Before Monica Lewinsky became a household name, Washington gossip claimed that President Clinton was having affairs - as President - with some half dozen different women. No one was surprised. Nor did this cause any problem in his reelection bid in 1996.

When Monica's one-time friend and confidant, Linda Tripp, reported the affair of the White House intern to Independent Counsel Kenneth Starr, the rules changed. Starr had been searching for wrongdoing by Clinton since January 1994 and had found none. But he did find that Clinton had been less than truthful in testifying about his relationship with Lewinsky in the civil litigation filed by Paula Jones, who had alleged that Clinton had improperly propositioned her when he was the governor of Arkansas.

Using all the prosecutorial tools of the United States Government against the President, Starr proceeded to build a perjury and obstruction of justice case against Clinton, based on his false testimony in the Jones civil case. Rather than test whether a sitting President can constitutionally be criminally prosecuted while in office, Starr instead referred the entire matter to the House of Representatives.

The House promptly proceeded, acting in a purely partisan manner, to impeach the president, and send the matter to trial in the Senate. And the Senate voted to acquit the President, for he had not engaged in an impeachable offense.

L'affaire Lewinsky was more than a presidential scandal. The House scandalized itself in acting in a purely partisan fashion. Independent Counsel Ken Starr scandalized himself by probing the private sexual life of a president. President Clinton scandalized himself, in the words of Newsweek columnist Jon Alter, by his "squalid behavior" that "strip[ped] his office of much of its grandeur."

President Bush's Changed Circumstances: Haunted By His Questionable Business Past?

If past is prologue, and I believe it is, President Bush is now highly vulnerable to scandal. It has long been known that Bush played in the minor leagues of the Texas oil business, that he parlayed his name into a seat on a small public company from which he earned almost a million dollars for doing nothing, and that he was given a piece of the Texas Rangers baseball club for a nominal investment that would ultimately reap him a $20 million nest egg.

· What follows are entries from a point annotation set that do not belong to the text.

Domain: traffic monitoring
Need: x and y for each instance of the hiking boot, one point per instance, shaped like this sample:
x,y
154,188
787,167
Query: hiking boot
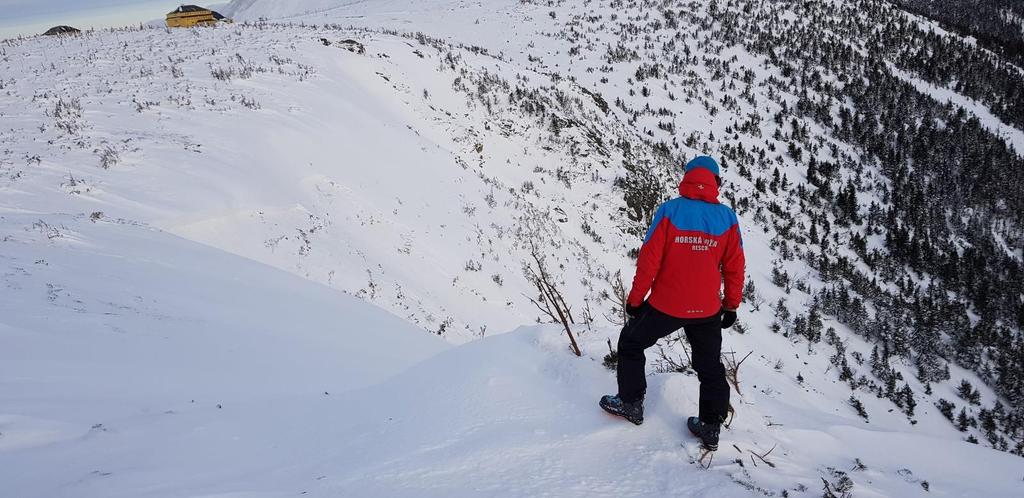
x,y
707,432
630,411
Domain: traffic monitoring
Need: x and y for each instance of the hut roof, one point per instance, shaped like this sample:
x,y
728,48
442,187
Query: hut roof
x,y
196,8
61,30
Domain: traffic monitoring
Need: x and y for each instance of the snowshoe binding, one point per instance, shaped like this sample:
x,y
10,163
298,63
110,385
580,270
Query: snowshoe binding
x,y
707,432
630,411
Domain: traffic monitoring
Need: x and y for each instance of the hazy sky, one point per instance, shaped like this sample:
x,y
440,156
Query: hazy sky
x,y
34,16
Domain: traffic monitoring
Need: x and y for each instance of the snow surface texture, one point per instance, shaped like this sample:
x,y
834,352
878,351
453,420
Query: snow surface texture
x,y
146,353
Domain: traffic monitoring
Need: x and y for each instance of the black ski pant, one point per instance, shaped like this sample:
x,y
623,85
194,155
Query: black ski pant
x,y
705,336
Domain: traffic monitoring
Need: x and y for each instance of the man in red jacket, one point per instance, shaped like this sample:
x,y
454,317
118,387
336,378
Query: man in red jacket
x,y
692,246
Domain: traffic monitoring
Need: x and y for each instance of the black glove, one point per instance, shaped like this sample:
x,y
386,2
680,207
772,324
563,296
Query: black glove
x,y
728,318
634,312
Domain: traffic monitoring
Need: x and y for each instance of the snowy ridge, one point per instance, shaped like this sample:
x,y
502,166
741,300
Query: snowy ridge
x,y
415,176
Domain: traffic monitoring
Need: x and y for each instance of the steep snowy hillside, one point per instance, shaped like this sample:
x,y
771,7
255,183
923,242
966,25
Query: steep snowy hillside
x,y
418,156
135,363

Bush boasted of his business background during his presidential campaign, claiming that his business background was one of his assets. He would run the government like a good Chairman of the Board, with Cheney his trusted Chief Operating Officer. The fact they had both become wealthy quickly, he suggested, was only proof of their ability.

After Enron, Tyco, Global Crossing, World Com and Adelphia, the world looks different. Just as our domestic and foreign policy changed with September 11th, the accounting frauds of America's largest corporation, with others doing what George Bush and Dick Cheney did on a smaller scale, has changed the economic and business perspective of the nation. Integrity, and not merely results, has begun to matter - because without integrity, corporations will never attract the investment to get results.

Both Bush's and Cheney's weak efforts to deal with the problems facing American business suggest they don't get it. Again, they are following the pattern: Warren Harding didn't get it about relying on his cronies. Richard Nixon didn't understand that his abuses would not be tolerated. Ronald Reagan failed to appreciate that his anti-communism zeal had to follow the law. Bill Clinton was unable to keep his zipper up even when he was the subject of civil and criminal investigation. So, too neither Bush nor Cheney appear to appreciate their present jeopardy.

Those who make it to the White House - both by election and selection - often have more hubris than common sense, and are easily blinded by the spotlight in whose glare they live. The White House, notwithstanding efforts to keep the blinds drawn, is a fish bowl. It magnifies everything for those looking in, and distorts the world for those looking out.

History suggests either Bush or Cheney are a presidential scandal ready to happen. Hopefully, it won't happen. However, I'd give two-to-one odds it will.


John Dean, a FindLaw columnist, is a former Counsel to the President of the United States.